Non merci, c'est gentil, répondit-elle, en se mordant la lèvre inférieure pour rassembler ses esprits. J'aurais aimé parler à William.

En voyant l'hésitation sur le visage de Louis, le malaise de Charlie se creusa. Il se montrait plus fébrile qu'à l'habitude. Elle l'avait rarement vu avec une expression aussi sérieuse.

Il n'est pas ici, désolé.

Incapable de bouger, la jeune femme déglutit difficilement. Une voix en elle, qui la grugeait de l'intérieur, la suppliait d'insister. Elle ne pouvait plus vivre dans l'ignorance. C'était peut-être égoïste, mais elle tenait trop à William pour être indifférente.

Tu sais où je peux le trouver?

Figée dans le stationnement de l'hôpital, un frisson prit d'assaut le corps de Charlie. La brise qui filait entre ses doigts paraissait encore plus froide qu'auparavant. Ses mains nues se glaçaient, tout comme son cœur, alors que d'affreux souvenirs refaisaient surface.

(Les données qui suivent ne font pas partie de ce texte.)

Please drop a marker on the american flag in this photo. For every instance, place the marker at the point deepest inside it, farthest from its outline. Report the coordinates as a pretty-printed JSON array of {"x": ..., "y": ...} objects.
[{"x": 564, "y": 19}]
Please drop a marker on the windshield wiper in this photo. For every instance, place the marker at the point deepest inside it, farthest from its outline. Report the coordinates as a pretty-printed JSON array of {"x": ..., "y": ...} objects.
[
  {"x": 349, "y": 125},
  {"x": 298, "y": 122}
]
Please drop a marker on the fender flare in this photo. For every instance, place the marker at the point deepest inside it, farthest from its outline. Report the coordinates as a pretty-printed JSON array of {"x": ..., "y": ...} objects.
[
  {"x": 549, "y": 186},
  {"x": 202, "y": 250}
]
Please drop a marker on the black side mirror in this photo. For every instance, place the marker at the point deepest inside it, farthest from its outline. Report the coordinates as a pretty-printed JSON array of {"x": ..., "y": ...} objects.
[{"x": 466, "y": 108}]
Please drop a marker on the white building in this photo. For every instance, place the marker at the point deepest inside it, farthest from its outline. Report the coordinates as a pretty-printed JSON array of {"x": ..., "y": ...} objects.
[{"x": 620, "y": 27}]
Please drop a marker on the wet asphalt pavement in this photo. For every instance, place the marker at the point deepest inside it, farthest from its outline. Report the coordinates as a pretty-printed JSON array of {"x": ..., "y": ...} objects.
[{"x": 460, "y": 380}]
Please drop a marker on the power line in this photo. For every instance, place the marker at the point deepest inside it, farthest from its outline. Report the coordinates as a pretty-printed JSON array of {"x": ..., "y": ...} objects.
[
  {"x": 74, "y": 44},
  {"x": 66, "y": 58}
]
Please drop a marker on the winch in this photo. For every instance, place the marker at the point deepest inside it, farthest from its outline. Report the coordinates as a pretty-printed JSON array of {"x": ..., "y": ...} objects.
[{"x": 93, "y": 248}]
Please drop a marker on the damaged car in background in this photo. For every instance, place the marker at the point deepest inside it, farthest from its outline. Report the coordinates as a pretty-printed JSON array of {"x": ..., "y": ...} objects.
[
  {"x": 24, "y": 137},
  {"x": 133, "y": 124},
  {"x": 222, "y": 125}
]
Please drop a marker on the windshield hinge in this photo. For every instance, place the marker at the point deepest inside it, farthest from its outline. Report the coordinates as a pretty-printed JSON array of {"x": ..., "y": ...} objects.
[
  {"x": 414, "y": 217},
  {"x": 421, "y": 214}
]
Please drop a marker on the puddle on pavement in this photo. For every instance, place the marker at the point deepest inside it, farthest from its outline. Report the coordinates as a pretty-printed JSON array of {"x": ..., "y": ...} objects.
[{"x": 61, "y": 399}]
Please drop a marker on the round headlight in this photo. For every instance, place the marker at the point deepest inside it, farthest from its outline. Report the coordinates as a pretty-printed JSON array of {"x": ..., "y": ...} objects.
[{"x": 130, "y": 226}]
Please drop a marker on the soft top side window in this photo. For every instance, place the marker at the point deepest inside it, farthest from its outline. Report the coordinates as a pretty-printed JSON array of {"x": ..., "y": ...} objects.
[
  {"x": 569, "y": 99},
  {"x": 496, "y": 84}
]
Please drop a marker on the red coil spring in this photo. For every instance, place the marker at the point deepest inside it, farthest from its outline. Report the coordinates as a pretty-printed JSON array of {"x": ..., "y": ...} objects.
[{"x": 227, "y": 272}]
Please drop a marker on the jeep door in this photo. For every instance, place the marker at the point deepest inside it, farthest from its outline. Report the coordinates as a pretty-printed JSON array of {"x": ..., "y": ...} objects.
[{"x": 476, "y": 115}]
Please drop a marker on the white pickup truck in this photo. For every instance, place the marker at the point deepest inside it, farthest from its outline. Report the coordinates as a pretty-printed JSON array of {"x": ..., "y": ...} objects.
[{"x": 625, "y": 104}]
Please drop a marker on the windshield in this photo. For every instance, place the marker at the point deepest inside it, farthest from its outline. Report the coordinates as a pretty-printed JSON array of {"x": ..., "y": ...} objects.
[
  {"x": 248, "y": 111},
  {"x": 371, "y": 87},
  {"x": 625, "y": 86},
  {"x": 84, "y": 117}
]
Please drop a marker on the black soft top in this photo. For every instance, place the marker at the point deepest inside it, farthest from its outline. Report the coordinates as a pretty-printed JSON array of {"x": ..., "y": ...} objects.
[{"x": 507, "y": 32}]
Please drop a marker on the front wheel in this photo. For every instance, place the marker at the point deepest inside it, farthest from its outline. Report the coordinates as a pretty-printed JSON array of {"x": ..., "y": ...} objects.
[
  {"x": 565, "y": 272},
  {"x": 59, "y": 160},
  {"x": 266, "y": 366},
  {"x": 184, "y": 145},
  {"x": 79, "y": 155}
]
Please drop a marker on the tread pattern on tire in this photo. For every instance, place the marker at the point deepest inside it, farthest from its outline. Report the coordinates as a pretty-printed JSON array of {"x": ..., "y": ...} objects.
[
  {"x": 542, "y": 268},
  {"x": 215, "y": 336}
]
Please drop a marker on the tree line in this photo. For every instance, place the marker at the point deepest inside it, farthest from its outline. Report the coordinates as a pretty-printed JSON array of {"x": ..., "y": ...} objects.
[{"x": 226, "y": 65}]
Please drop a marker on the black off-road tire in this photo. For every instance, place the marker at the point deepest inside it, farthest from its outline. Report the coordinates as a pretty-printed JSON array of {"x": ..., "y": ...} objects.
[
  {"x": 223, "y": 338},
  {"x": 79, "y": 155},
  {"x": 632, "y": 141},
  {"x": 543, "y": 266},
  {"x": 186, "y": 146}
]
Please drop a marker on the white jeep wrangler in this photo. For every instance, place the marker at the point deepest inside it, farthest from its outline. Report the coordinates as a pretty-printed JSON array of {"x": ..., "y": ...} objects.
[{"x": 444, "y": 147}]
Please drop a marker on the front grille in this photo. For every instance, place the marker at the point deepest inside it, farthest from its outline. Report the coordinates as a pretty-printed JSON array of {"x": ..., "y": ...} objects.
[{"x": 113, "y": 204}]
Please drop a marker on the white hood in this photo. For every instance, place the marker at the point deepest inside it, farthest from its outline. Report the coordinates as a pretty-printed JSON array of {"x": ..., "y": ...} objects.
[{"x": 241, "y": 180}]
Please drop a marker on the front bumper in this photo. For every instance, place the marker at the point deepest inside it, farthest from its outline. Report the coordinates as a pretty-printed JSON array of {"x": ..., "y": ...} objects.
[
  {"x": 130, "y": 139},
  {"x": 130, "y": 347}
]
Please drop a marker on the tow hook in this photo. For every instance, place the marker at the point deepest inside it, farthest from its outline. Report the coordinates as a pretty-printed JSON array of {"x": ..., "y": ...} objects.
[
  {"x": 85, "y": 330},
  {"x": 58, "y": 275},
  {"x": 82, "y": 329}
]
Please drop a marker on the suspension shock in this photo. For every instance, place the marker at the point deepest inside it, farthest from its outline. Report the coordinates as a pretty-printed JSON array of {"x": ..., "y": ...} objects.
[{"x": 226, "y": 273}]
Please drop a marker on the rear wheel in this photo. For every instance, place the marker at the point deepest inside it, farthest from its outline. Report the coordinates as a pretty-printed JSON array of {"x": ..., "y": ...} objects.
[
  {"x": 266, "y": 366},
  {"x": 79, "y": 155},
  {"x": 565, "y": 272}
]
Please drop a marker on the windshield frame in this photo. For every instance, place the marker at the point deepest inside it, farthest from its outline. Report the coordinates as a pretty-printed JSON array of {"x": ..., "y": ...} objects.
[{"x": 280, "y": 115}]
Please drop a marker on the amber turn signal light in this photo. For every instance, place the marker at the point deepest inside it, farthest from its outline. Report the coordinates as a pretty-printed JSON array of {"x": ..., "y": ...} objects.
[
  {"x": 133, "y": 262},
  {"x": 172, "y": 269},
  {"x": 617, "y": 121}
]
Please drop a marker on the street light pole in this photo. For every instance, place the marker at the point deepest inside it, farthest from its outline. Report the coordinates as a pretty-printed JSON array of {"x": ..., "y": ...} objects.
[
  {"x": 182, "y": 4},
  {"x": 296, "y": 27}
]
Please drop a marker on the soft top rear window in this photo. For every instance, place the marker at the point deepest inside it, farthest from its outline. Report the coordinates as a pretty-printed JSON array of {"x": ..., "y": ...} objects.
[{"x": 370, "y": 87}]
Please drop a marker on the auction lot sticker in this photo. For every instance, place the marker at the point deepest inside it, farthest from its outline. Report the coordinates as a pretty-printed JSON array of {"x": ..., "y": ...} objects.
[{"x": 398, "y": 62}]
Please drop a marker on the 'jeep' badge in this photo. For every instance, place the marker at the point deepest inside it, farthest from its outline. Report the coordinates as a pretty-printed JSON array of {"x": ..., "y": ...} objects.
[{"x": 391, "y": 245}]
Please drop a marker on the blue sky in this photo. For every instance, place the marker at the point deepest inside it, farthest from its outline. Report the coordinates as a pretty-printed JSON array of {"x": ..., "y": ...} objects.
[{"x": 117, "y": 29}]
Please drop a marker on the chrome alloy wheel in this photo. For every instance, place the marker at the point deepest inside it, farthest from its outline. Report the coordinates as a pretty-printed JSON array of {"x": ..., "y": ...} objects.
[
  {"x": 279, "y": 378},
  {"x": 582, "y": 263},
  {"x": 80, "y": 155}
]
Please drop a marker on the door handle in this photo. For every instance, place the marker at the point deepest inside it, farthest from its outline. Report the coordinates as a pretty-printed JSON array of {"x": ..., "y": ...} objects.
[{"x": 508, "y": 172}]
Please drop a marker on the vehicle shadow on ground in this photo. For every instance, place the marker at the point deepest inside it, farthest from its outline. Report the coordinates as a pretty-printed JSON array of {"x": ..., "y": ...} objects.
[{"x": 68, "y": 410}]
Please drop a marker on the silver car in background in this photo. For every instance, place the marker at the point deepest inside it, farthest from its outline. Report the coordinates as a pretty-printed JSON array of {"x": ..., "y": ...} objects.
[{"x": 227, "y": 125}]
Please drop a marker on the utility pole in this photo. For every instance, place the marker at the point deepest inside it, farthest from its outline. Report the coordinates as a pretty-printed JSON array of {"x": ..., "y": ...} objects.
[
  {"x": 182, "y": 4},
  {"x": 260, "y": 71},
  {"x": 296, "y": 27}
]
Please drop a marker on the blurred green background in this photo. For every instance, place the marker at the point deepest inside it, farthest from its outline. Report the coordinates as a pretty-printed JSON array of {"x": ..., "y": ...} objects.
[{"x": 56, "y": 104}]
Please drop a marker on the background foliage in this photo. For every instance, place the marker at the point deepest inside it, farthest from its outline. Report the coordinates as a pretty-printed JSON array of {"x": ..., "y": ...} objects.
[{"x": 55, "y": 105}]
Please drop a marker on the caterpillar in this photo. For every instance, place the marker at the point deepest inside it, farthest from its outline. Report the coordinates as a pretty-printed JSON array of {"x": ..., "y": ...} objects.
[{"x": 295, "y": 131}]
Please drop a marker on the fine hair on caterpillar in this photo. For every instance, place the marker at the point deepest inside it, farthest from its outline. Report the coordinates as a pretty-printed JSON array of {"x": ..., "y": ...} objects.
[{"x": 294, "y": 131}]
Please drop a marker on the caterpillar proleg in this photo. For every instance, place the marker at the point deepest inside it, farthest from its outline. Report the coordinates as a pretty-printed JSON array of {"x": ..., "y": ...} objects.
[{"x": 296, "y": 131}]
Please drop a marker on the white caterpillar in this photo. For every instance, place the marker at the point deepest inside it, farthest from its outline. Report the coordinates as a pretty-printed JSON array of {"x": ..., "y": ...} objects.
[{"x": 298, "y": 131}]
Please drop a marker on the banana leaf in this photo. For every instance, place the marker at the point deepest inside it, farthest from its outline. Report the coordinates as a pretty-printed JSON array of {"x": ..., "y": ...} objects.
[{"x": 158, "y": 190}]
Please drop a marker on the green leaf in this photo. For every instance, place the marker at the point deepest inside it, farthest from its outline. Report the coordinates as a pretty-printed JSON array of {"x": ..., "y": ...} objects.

Depuis son hospitalisation suite à sa noyade, elle n'avait jamais osé remettre les pieds dans un établissement du genre. Il était associé à trop de douleurs. Ça avait commencé dès son réveil sur le lit inconfortable de sa chambre d'hôpital, où les lumières trop fortes brûlaient les yeux. Ses poumons terrassés par le gèle déchiraient chacune de ses respirations. Puis un nouveau mal, plus profond cette fois-ci, s'était ensuite immiscé en elle lorsqu'elle avait aperçu le visage dévasté de sa mère. Elle avait compris, à ce moment-là, que quelque chose de grave s'était produit. Parmi toutes ses souffrances, l'annonce de la mort de Nicolas avait été la plus atroce.

Le cœur battant, Charlie traversa les grandes portes en vitre, avec une certitude qui lui était nouvelle. Elle ne voulait plus rester attachée à la peine de son passé. Son présent lui était important. Son futur l'était tout autant.

Et elle voulait que William en fasse partie.

L'unité des soins intensifs, s'il vous plaît?

Derrière son comptoir, une employée en uniforme leva son regard vers elle. L'épuisement vieillissait les traits de son visage, malgré son dévouement.